Diese Episode aus dem Schulalltag des gebürtigen Marokkaners steht
prototypisch für viele Schulkarrieren von Kindern mit
Zuwanderungshintergrund. 45 Prozent von ihnen klagen über verlorene Jahre,
weil sie aufgrund falscher Schulempfehlungen Umwege in Kauf nehmen oder
Schuljahre wiederholen mussten, heißt es in einer am Dienstag
veröffentlichten Studie der Universität Düsseldorf.

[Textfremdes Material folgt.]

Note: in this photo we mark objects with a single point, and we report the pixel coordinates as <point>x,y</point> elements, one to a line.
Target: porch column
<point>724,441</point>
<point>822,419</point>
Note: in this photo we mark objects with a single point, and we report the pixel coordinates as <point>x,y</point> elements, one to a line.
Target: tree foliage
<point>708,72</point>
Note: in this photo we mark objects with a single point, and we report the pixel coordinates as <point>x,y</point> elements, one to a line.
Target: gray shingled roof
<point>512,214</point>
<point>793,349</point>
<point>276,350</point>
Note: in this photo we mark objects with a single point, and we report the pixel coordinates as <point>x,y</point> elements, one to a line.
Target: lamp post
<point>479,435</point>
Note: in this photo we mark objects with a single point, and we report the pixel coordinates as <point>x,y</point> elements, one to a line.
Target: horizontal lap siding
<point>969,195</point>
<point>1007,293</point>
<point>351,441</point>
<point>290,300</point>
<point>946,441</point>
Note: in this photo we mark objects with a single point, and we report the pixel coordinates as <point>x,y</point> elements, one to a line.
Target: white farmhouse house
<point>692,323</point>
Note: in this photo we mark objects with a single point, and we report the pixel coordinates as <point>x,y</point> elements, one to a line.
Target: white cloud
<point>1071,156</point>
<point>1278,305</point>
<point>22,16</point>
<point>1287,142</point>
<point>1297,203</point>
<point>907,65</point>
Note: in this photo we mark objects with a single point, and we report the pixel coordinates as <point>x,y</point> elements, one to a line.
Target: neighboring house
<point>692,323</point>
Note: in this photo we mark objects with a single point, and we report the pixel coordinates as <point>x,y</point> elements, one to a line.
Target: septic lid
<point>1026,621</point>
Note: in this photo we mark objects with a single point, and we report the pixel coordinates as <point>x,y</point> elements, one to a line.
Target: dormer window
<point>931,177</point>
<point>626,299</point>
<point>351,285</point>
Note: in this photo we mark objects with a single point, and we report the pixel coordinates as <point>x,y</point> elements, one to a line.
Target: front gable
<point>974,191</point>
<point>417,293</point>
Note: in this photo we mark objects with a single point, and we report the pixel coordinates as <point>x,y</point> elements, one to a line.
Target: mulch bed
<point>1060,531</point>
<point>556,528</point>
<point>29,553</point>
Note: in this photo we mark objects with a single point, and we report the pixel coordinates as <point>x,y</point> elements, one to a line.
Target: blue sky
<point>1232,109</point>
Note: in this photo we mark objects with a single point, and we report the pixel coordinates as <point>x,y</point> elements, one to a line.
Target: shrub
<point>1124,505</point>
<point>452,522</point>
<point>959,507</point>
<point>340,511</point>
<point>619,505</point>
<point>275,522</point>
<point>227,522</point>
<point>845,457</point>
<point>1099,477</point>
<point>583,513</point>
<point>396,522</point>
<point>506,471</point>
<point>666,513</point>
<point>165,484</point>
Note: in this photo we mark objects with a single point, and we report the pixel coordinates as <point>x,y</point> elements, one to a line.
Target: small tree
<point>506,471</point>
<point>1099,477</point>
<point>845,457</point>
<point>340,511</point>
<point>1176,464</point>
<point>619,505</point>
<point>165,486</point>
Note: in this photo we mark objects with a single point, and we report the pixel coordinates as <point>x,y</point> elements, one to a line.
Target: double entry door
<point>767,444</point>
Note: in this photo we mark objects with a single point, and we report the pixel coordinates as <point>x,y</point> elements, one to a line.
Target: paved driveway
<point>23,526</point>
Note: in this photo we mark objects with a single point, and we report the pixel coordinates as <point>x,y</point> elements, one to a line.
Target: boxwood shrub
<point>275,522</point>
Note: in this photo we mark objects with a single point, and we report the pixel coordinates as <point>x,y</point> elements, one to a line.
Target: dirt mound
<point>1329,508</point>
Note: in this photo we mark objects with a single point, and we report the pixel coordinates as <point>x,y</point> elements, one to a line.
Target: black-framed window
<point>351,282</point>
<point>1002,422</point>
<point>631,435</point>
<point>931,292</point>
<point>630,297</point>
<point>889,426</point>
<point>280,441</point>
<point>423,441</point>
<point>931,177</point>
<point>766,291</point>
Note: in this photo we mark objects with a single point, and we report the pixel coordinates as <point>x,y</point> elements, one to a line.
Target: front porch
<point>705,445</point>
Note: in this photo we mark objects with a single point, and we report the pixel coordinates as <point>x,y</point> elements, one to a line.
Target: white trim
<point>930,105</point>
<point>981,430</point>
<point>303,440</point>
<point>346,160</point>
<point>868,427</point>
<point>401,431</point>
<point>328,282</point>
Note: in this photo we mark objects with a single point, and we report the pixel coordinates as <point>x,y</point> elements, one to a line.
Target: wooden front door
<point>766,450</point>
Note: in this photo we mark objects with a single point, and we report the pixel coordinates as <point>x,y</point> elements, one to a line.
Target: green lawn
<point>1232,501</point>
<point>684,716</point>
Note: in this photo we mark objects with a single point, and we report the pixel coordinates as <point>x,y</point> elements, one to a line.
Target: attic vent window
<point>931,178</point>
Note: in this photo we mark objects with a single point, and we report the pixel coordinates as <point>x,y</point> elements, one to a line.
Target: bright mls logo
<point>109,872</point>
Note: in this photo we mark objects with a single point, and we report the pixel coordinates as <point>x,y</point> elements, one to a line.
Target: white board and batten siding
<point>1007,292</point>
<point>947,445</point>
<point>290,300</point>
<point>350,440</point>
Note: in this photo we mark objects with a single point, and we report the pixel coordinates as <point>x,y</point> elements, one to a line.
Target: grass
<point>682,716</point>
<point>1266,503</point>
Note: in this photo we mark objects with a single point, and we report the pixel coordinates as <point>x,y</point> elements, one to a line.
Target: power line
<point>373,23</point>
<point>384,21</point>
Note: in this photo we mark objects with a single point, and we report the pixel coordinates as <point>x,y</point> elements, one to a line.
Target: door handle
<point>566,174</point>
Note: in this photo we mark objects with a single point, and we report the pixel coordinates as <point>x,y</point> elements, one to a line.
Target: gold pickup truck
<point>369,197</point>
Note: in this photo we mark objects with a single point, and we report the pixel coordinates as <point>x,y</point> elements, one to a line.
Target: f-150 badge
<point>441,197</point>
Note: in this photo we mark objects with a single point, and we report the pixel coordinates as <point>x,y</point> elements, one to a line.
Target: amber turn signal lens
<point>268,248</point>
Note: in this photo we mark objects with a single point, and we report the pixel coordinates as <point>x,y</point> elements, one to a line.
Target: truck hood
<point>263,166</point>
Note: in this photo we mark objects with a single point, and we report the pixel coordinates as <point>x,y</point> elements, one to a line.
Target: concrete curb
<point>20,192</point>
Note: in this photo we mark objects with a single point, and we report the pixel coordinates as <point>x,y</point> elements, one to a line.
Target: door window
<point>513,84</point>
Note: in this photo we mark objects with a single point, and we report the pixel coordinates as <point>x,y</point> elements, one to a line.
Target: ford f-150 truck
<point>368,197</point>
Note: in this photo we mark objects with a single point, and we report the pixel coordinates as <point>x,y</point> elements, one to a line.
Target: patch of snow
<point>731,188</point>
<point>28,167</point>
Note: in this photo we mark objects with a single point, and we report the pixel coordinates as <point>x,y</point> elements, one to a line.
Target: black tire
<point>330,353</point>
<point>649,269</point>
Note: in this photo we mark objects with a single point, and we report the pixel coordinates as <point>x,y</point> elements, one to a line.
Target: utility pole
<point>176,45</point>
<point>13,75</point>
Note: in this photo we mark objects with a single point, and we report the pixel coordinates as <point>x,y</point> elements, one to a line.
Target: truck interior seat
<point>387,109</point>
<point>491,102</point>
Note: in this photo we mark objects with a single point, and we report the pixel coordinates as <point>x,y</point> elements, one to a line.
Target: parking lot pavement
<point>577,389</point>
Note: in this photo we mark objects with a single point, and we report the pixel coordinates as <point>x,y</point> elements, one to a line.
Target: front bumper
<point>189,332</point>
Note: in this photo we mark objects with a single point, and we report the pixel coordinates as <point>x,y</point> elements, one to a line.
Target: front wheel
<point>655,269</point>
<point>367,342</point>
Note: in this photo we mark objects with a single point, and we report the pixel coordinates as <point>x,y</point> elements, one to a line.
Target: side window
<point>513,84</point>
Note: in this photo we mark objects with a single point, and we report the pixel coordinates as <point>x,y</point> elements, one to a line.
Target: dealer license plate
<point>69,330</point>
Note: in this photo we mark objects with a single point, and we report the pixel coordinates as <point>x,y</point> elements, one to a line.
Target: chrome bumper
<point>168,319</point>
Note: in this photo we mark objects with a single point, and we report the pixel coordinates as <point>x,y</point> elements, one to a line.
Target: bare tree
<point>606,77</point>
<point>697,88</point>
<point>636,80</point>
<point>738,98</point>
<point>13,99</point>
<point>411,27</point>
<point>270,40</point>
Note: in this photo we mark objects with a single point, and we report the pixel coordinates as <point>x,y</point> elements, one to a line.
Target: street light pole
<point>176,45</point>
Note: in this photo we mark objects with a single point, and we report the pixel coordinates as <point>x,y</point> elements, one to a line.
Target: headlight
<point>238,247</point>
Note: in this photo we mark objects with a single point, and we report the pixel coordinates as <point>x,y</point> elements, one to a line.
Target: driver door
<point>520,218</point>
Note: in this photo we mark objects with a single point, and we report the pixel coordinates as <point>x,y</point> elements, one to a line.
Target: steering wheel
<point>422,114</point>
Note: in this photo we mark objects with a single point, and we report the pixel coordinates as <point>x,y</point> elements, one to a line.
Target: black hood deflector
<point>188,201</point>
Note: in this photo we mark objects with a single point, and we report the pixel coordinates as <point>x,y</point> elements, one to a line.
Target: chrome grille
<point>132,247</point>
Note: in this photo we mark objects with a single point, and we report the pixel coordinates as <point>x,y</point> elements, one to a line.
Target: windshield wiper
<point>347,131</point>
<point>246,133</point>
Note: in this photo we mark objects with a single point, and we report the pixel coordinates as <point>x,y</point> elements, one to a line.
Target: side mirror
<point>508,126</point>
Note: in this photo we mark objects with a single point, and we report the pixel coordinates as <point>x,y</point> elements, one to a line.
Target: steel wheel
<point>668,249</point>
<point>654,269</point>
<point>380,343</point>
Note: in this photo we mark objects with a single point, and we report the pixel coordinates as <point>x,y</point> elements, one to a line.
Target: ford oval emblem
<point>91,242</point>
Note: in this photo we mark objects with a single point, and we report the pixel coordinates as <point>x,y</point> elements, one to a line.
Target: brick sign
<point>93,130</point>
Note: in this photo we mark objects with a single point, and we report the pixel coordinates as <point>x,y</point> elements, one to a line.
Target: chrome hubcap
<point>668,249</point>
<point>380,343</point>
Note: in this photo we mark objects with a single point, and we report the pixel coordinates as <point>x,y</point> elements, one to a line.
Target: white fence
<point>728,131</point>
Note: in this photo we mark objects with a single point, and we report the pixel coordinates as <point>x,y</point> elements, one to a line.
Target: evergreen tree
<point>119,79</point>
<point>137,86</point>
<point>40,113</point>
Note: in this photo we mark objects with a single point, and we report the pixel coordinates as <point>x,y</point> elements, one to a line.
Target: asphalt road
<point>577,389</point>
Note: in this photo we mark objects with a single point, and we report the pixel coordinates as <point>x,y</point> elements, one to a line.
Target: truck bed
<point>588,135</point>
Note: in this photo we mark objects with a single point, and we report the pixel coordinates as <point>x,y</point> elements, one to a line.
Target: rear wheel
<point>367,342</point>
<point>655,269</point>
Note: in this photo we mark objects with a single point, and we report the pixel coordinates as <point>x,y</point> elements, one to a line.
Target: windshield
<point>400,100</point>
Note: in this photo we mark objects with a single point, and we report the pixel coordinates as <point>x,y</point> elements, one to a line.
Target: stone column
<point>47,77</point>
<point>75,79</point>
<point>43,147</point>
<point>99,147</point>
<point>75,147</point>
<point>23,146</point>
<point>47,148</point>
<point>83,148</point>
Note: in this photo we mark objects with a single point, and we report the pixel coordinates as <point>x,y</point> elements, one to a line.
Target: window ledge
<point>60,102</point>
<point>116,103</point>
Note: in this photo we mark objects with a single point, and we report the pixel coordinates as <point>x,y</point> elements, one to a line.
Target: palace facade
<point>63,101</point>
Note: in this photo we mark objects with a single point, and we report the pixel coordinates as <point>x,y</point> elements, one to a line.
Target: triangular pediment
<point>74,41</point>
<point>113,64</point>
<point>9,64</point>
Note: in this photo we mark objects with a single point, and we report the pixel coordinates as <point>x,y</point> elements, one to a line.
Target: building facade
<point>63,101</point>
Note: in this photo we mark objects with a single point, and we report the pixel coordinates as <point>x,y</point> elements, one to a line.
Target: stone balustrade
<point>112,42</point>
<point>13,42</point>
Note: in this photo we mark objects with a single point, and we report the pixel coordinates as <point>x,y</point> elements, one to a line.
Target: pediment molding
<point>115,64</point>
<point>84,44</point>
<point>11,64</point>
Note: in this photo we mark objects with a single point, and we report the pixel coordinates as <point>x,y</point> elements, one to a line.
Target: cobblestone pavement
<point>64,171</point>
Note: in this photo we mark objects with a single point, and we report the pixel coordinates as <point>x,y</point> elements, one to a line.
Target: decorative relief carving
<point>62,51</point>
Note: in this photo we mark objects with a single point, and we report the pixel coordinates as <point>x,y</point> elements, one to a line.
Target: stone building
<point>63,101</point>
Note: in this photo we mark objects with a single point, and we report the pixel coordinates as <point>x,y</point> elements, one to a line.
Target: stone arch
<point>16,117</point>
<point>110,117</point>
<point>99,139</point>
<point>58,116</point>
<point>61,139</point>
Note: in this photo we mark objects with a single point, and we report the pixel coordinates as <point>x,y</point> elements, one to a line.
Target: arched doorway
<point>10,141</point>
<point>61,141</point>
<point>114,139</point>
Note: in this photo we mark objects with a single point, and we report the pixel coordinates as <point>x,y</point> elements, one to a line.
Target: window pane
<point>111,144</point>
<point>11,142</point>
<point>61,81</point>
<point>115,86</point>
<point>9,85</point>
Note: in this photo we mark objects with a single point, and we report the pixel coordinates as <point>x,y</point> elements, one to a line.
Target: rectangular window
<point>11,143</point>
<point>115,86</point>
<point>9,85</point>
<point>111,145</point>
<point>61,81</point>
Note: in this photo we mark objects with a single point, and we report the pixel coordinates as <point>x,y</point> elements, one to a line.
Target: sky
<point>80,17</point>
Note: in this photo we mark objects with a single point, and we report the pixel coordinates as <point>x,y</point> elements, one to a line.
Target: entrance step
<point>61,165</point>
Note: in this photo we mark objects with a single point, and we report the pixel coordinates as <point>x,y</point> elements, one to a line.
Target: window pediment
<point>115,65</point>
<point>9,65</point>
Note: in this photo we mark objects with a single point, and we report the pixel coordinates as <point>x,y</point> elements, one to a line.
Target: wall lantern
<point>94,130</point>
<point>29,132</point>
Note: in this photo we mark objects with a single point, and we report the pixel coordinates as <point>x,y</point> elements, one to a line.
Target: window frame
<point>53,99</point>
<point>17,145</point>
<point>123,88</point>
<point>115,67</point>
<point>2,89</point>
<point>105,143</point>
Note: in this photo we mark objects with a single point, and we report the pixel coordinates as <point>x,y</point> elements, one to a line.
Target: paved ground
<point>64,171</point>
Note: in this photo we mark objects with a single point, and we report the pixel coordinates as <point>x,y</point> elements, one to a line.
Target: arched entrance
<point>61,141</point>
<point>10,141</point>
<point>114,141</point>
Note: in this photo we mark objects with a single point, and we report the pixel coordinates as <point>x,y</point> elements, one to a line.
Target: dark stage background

Die Wissenschaftler untersuchten mit finanzieller Rückendeckung der
Vodafone-Stiftung und der Stiftung Mercator Bildungsziele und -erfahrungen
von Menschen mit Migrationshintergrund. Sie interviewten dazu 120 Menschen
persönlich und führten 1.700 Telefoninterviews durch. Dabei ordneten sie
die Probanden nach sozialer Lage und Lebensstil acht unterschiedlichen
Milieus zu; von „religiös-verwurzelt“ bis „hedonistisch-subkulturell“.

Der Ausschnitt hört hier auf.